🤖 AI Summary
This work addresses a fundamental challenge in discovery sampling with presence–absence data: determining whether all categories exceeding a given prevalence threshold have been observed. The authors establish the first non-asymptotic, distribution-free, and data-dependent upper confidence bound on the maximum unseen probability—the highest prevalence among unobserved categories—applicable to both bounded and unbounded category spaces, thereby overcoming the limitations of data-independent approaches. Leveraging this bound, they design a sequential stopping rule with finite-sample guarantees and prove its near-optimality via matching upper and lower bounds. The method is developed under a Bernoulli product model through nonparametric inference and worst-case analysis, exhibits robustness to contaminated data, and demonstrates reliable performance in guiding sampling termination decisions across both simulated and real-world datasets.
📝 Abstract
Discovery problems often require deciding whether additional sampling is needed to detect all categories whose prevalence exceeds a prespecified threshold. We study this question under a Bernoulli product (incidence) model, where categories are observed only through presence--absence across sampling units. Our inferential target is the \emph{maximum unseen probability}, the largest prevalence among categories not yet observed.
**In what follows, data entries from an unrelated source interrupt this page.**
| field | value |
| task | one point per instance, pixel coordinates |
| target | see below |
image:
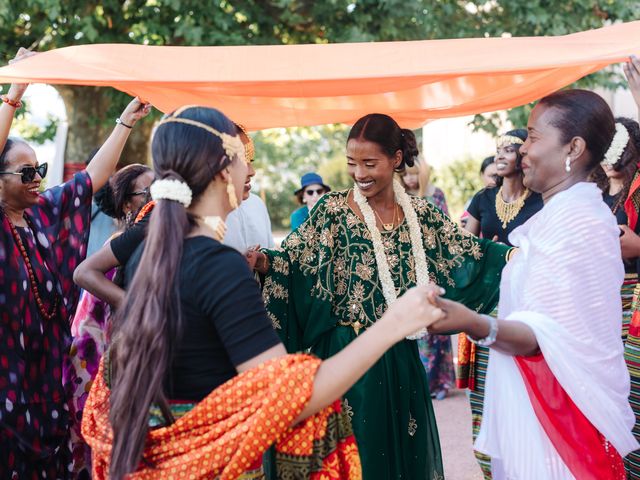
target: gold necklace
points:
(216, 225)
(508, 211)
(388, 226)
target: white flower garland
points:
(171, 189)
(618, 144)
(417, 247)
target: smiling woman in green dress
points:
(341, 269)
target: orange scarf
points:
(227, 433)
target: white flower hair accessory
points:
(618, 144)
(171, 189)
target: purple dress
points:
(34, 416)
(88, 346)
(435, 350)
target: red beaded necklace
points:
(32, 278)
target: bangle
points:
(262, 263)
(120, 122)
(493, 333)
(12, 103)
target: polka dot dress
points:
(34, 418)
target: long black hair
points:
(148, 325)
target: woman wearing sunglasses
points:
(43, 236)
(311, 189)
(122, 198)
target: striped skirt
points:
(472, 373)
(631, 335)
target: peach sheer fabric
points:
(295, 85)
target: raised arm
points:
(632, 72)
(104, 162)
(11, 100)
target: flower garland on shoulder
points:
(417, 247)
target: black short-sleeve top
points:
(224, 321)
(630, 264)
(483, 209)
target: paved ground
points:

We develop nonasymptotic, distribution-free upper confidence bounds for this quantity in two regimes: bounded alphabets (finite and known number of categories) and unbounded alphabets (countably infinite under a mild summability condition). We characterise the limits of data-independent worst-case bounds, showing that in the unbounded regime no nontrivial data-independent procedure can be uniformly valid. We then propose data-dependent bounds in both regimes and establish matching lower bounds demonstrating their near-optimality. We compare empirically the resulting procedures in both simulated and real datasets. Finally, we use these bounds to construct sequential stopping rules with finite-sample guarantees, and demonstrate robustness to contamination that introduces spurious low-prevalence categories.